Thursday, 2 October 2014

Data needs information

I was going to include this as a footnote in a document I'm writing but the it didn't seem necessary, so I'll put it here.

It can be useful to distinguish between data and information in order to demonstrate that data is not information and that you need to extract meaning from data to get information. However, data needs information in the same way that information needs data. Data presupposes at least the potential for finding meaning and therefore information. Stuff would not be data if there was no chance of meaning ever being extracted from it. It would just be: stuff. We wouldn’t call it data


Tony Hirst said...

I started thinking that information is contextualised data. This as a crude draft from TM351:

data is a collective noun that refers to one or more raw facts or pieces of what we might describe as raw or decontextualised information (“information without context”). When presented in a particular context, data may become useful as information. Data may be represented in a standardised way (a data representation, data format or data interchange format) to facilitate its processing or interchange between different processing systems. Data may be stored collectively within a dataset or a database. A single item of data is usually referred to as a “data point”, a “data item” or a “data element”. Data itself is often presented in a decontextualised form, although that is not to say it is without context: for example, there is always some context arising from the way it was collected, the original purposes for which it was collected, the original interpretation that the person collecting the data identified as part of the rationale for collecting just that data in just that way, from the way it is stored (making certain forms of retrieval easier, or harder, to achieve) and from the way it is presented.
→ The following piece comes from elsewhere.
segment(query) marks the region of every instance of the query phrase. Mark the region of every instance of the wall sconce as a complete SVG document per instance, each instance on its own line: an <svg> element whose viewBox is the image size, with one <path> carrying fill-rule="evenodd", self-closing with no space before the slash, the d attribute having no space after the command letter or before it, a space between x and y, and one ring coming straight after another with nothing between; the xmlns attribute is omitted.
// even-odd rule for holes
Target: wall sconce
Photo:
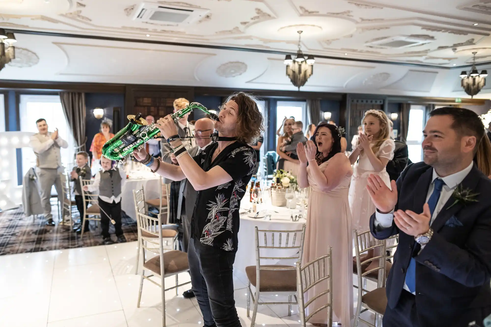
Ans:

There is an issue of course - any data point is political in the sense that it was collected in a particular way for a particular purpose and this metadata contextualises it in a particular way.

I'm a little stuck on what the 'context' that means we interpret data as information might be? Perhaps it's that the data is interpreted in a way that means we understand something about the world in one way rather than another. For example, 6' may be a piece of data and the relation height(A,6') the context that means we have the information that A is 6' high. (This may or may not be true - -if it isn't, is it still information? What if A is actually 5' high?). Also, is it "more informative' if we know that 6' is relatively large or small compared to some other set of heights? Is that different information?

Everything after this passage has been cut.